07/06/2014


Un blasphème norvégien



Oslo, National Gallery, juin 2014.

Je venais de terminer une interview filmée avec Frode Ernst Haverkamp, senior curator du National Museum of Art, Architecture and Design au sujet d'une copie de la Joconde, présente dans les collections norvégiennes, faussement attribuée à Bernardino Luini (1481-1532) pour cause de signature contrefaite puis à Philippe de Champaigne (1602-1674). Je précise que cet entretien fait partie d'un documentaire à venir, intitulé Mona Lisa: Thirty Are Better Than One, (co-réalisé avec Haijun Park) sur la multiplication des Joconde(s), variations, vraies fausses Mona Lisa du 16ème siècle à nos jours, de Joshua Reynolds à Marcel Duchamp, de l'atelier de Léonard à la factory de Warhol.


Mona Lisa - Anonyme - National Gallery - Oslo
photo de Haijun Park
Courtesy National Museum of Art, Architecture and Design - Oslo



Mona Lisa (détail - fausse signature de Bernardino Luini) - Anonyme - National Gallery - Oslo
photo de Haijun Park
Courtesy National Museum of Art, Architecture and Design - Oslo


Quittant la National Gallery, je me dirigeais vers Eidsvolls plass, la place jouxtant le parlement et le Théâtre National de Norvège, où quelle ne fut pas ma surprise, je découvris une bien étrange installation. À quelques mètres de là, trônait la statue de bronze d'Ibsen qui imperturbable et sévère semblait observer la scène. L'objet que j'entrapercevais était si invraisembable qu'on aurait presque pu entendre l'ouverture de Peer Gynt, le drame poétique du dramaturge norvégien :

AASE
Peer, tu mens !

PEER GYNT
Mais non !

AASE
Bon ! alors, jure que c'est vrai !

PEER GYNT
Jurer, pourquoi ?

AASE
Honte à toi ! tu n'oses pas ! Tout ça n'est que bêtises et frivolités !

PEER GYNT
C'est vrai... de bout en bout !

Qu'étais-je en train de voir que je ne pouvais en croire mes yeux ? Était-ce un hommage inconsidéré à la Fontaine, porcelaine renversée et ready-made du plus grand artiste français du XXème siècle, (français quoiqu'exilé à New-York dès 1914) ? L'immoralité de la chose était criante. La ville d'Oslo avait porté atteinte aux principes premiers de la liberté made in France. Oslo avait terni l'image de l'immortelle devise française : liberté-égalité-fraternité. Oslo avait souillé la sainte trinité républicaine de la liberté — ­le Père, l’égalité — le Fils et la fraternité ­— le Saint Esprit ou encore, que la liberté y est gratuite, l’égalité laïque et la fraternité obligatoire.

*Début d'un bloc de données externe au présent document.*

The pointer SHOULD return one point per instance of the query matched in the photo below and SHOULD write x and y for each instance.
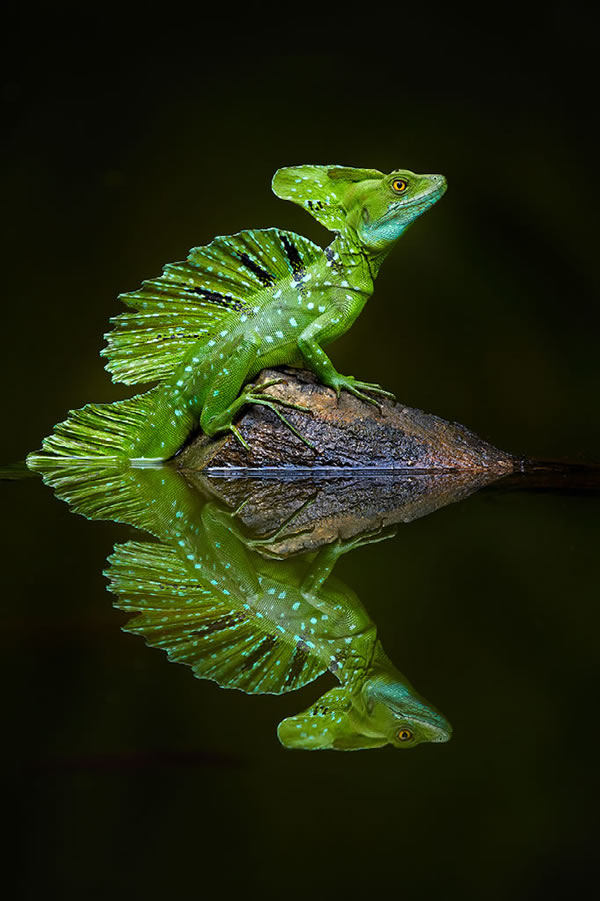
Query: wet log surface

Fontaine - Marcel Duchamp - 1917 - 1964 - S.D. : R.MUTT / 1917 - S.D.R. : Marcel Duchamp 1964
L.H.O.O.Q. - Marcel Duchamp - (réplique / 1930)

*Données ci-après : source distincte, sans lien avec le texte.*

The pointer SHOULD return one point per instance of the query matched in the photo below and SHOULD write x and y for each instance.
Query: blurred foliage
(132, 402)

Oslo n'avait rien fait de moins que de réduire le noble et pur slogan républicain à une vile et vulgaire fonction de déjection. Tel était l'infâme objet du délit. Ou bien n'était-ce que l'objet d'une troublante et involontaire ironie issue d'un royaume, envers une république et son peuple régicide ? Ou bien encore un simple clin d'œil — coup de marketing du groupe industriel spécialisé dans la publicité urbaine JCDecaux, créateur en 1981 de la fameuse sanisette. Pour les français, la sanisette serait-elle aux toilettes ce que l'anisette est à l'apéritif, un moment de détente et d'allégement de l'esprit de du corps ?

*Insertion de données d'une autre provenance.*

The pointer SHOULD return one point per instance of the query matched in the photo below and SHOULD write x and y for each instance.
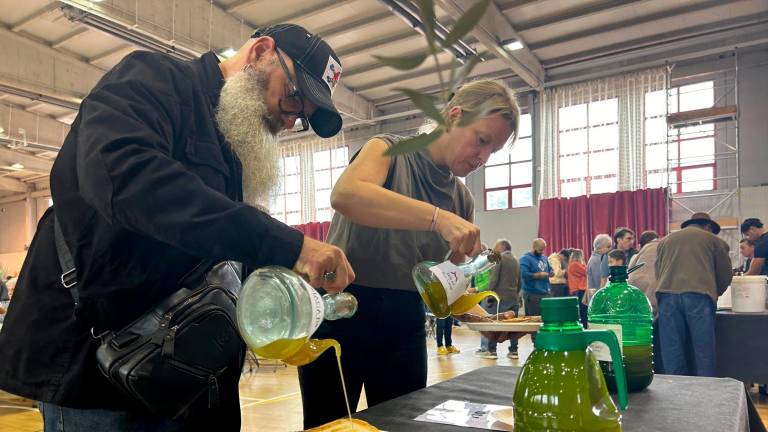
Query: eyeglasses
(292, 105)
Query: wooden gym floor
(271, 390)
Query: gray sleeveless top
(383, 258)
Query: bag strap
(68, 271)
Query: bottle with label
(443, 286)
(626, 310)
(278, 311)
(561, 386)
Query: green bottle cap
(559, 309)
(618, 273)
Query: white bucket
(748, 293)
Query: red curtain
(574, 222)
(315, 230)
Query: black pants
(444, 330)
(383, 347)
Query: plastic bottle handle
(609, 338)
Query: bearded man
(161, 169)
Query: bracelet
(434, 219)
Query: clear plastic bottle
(278, 311)
(443, 286)
(561, 386)
(626, 310)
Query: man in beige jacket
(692, 269)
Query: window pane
(497, 176)
(573, 167)
(322, 179)
(293, 202)
(572, 189)
(292, 184)
(521, 173)
(525, 126)
(500, 157)
(656, 157)
(697, 179)
(603, 112)
(497, 200)
(293, 219)
(573, 142)
(323, 199)
(522, 150)
(604, 137)
(656, 180)
(604, 163)
(321, 160)
(604, 185)
(655, 130)
(292, 165)
(339, 157)
(655, 103)
(522, 197)
(324, 215)
(697, 152)
(572, 117)
(697, 96)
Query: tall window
(689, 164)
(285, 206)
(509, 172)
(588, 141)
(328, 166)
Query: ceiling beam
(12, 185)
(69, 36)
(31, 163)
(19, 25)
(122, 49)
(494, 29)
(619, 25)
(309, 12)
(578, 10)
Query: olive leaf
(415, 143)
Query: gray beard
(243, 119)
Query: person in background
(693, 269)
(624, 239)
(505, 281)
(747, 251)
(577, 281)
(616, 257)
(558, 285)
(644, 278)
(752, 229)
(391, 213)
(443, 331)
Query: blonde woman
(392, 213)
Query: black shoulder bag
(174, 353)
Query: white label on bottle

Mais laissons plutôt parler l'image.



Sanisettes JCDecaux - Eidsvolls plass - Oslo
photo de Haijun Park



À ceux qui seront choqués, rappelons les divines et érudites paroles du poète, Francisco de Quevedo, dans son œuvre datée de 1622-1623 :

HEURS ET MALHEURS DU TROU DU CUL
Adressés
à dame Jeanne Troplein, tas de viande, femme pesante à souhait
Écrit
par Jeanin Testin, dit Chemisette Souillée
Edité
par Daniel Levrette, maître occultiste.

 Ceux qui savent que toutes choses grandes en noblesse et vertu courent le risque d'être méprisées par la fortune ne s'étonneront pas de ce que le cul soit si malheureux, lui en particulier qui réclame davantage d'empire et de vénération que les autres parties du corps; car il est, à y bien regarder, le plus parfait, le mieux placé et le plus favorisé de la Nature, puisque sa forme est circulaire comme la sphère, et qu'il est divisé par un diamètre ou zodiaque comme elle. Sa position est centrale comme celle du soleil; son toucher est doux; il n'a qu'un seul œil, ce pour quoi certains l'ont voulu appeler borgne, et si nous y regardons mieux, il doit être pour cela loué, car il s'apparente aux cyclopes, qui avaient un seul œil et descendaient des dieux.